Questa santa era spesso tentata di disperazione. Allora, «io dico a Dio: se devo essere dannata, che almeno io lo sia subito; non ritardate. Giacché voi mi avete abbandonata, finite, e gettatemi nell'abisso. Coll'anima immersa in questo abisso, io rotolavo ai piedi di quei miei fratelli, che si chiamano miei figli, e dicevo loro: non mi credete più! non vedete che sono indemoniata? Voi, che vi chiamate miei figli, pregate la Giustizia di Dio, affinché i demoni abbandonino l'anima mia, e manifestino al mondo l'orrore della mia condotta, e Dio non sia più disonorato per causa mia... Sappiate pure che io sono arrivata ad un grado inaudito di disperazione. Ho disperato assolutamente di Dio, e questo è un affare ormai sistemato fra di noi. Sono certa che non vi è al mondo una creatura tanto cattiva e tanto degna di dannarsi quanto me. Tutti i favori di Dio avevano lo scopo di condurmi ad uno stato più terribile di disperazione e di dannazione ».

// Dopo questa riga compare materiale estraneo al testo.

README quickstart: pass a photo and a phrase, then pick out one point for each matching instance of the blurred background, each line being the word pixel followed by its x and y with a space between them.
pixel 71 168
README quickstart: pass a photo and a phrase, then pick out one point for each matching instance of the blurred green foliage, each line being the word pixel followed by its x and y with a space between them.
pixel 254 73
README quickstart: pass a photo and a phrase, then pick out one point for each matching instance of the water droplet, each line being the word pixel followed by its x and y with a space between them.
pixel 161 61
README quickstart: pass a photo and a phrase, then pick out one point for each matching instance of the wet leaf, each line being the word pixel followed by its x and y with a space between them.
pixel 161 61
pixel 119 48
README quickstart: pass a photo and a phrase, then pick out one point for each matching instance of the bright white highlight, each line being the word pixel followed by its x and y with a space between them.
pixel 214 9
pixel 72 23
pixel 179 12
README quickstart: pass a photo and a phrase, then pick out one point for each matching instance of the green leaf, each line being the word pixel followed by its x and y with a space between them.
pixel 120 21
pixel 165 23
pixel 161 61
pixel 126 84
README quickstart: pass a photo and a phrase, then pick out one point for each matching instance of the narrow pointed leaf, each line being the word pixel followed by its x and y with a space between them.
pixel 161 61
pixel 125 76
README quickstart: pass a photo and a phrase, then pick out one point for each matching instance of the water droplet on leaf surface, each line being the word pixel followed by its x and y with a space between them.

«Qualche volta mi sento presa da tal furore contro me stessa, che, a fatica, posso resistere al bisogno di farmi in pezzi. Altre volte non posso fare a meno di percuotermi orribilmente, tanto che la mia testa e le mie membra ne sono gonfie». Ebbe pure tentazioni e disturbi di falsa umiltà.
«Io provo continuamente un'umiltà che mi fa vedere priva di ogni bene, di ogni virtù, immersa in una sì grande moltitudine di peccati e di difetti, che Dio non può usarmi più misericordia. Mi pare di essere come la casa del diavolo, il suo agente, il suo trastullo, la sua figlia, estranea a qualunque rettitudine e a qualunque verità, degna del più profondo dell'inferno. Tale umiltà non è quella che ho altre volte; quella che mi rallegra e mi fa intendere la bontà di Dio; questa, invece, mi porta mali innumerevoli».
Altre volte le pareva di essere quasi abbandonata da Dio e nell'impotenza di pregare. Una di queste prove durò un mese: «Io non vedevo più nessuna traccia di Dio in me, eccetto la volontà assoluta di non peccare».
Finalmente ella si sentì rivolgere queste parole: «Più ti credi abbandonata, più tu sei amata da Dio e più sei stretta da lui».
Poco prima di morire, essa diceva ai suoi figli spirituali: «Dio non mette fine alle tentazioni e alle tempeste, se non quando tutto l'uomo è stato calpestato, schiacciato, stritolato. Tale è il contegno speciale verso i suoi veri figli!».